Police have arrested a 13-year-old in the stabbing death of 18-year-old Barnard College freshman Tessa Majors, reports ABC News. Authorities are looking for other suspects in the attack, which took place Wednesday evening in Morningside Park, located near the New York City campus. Police say they think it was a robbery that went wrong; Majors ended up being stabbed multiple times. Coverage:
- The victim: Majors was from Charlottesville, Virginia, where she interned for a local newspaper before college and played bass in a band called Patient 0, which recently released its first album, reports the Daily Progress. She hadn't picked a major at the liberal arts college, but talked about her love of writing in a podcast before leaving for school. "I’ve been writing in various forms since I was little kid," she said, with her latest outlet being songs.
- The band: Majors' band, Patient 0, had performed its first gig in New York City in October and had played at venues in Virginia prior to that. Its first album, Girl Problems, is on Spotify.
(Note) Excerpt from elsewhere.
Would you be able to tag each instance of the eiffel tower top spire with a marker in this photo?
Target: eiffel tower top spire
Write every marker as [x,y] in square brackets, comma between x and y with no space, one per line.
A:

- The campus: Barnard is rattled. "All of us have been to Morningside Park," first-year student Madeline Hermann tells BuzzFeed. "We've all walked through after dark. We all know what is happening over there. It could have been literally any of us." Another student said she felt unsafe at the park even while walking there with others.
- The park: Located in a Harlem precinct, Morningside Park has become generally safer in recent years but still has problems, reports the New York Times. At least five people have been robbed on or near the same staircase where Majors was confronted since June. Others have been punched and harassed by teens. Overall, the park has seen 20 robberies this year, up from seven last year. Police recently arrested several teens after a series of robberies.
- Family, friends: "Tess shone brightly in this world, and our lives will never be the same," says a family statement. Her father, Inman Majors, is a James Madison University professor and novelist. "She was pushy in a good way," the editor of the Augusta Free Press, where she interned, tells the Washington Post. "When I was that age, I didn’t have that kind of giddy-up."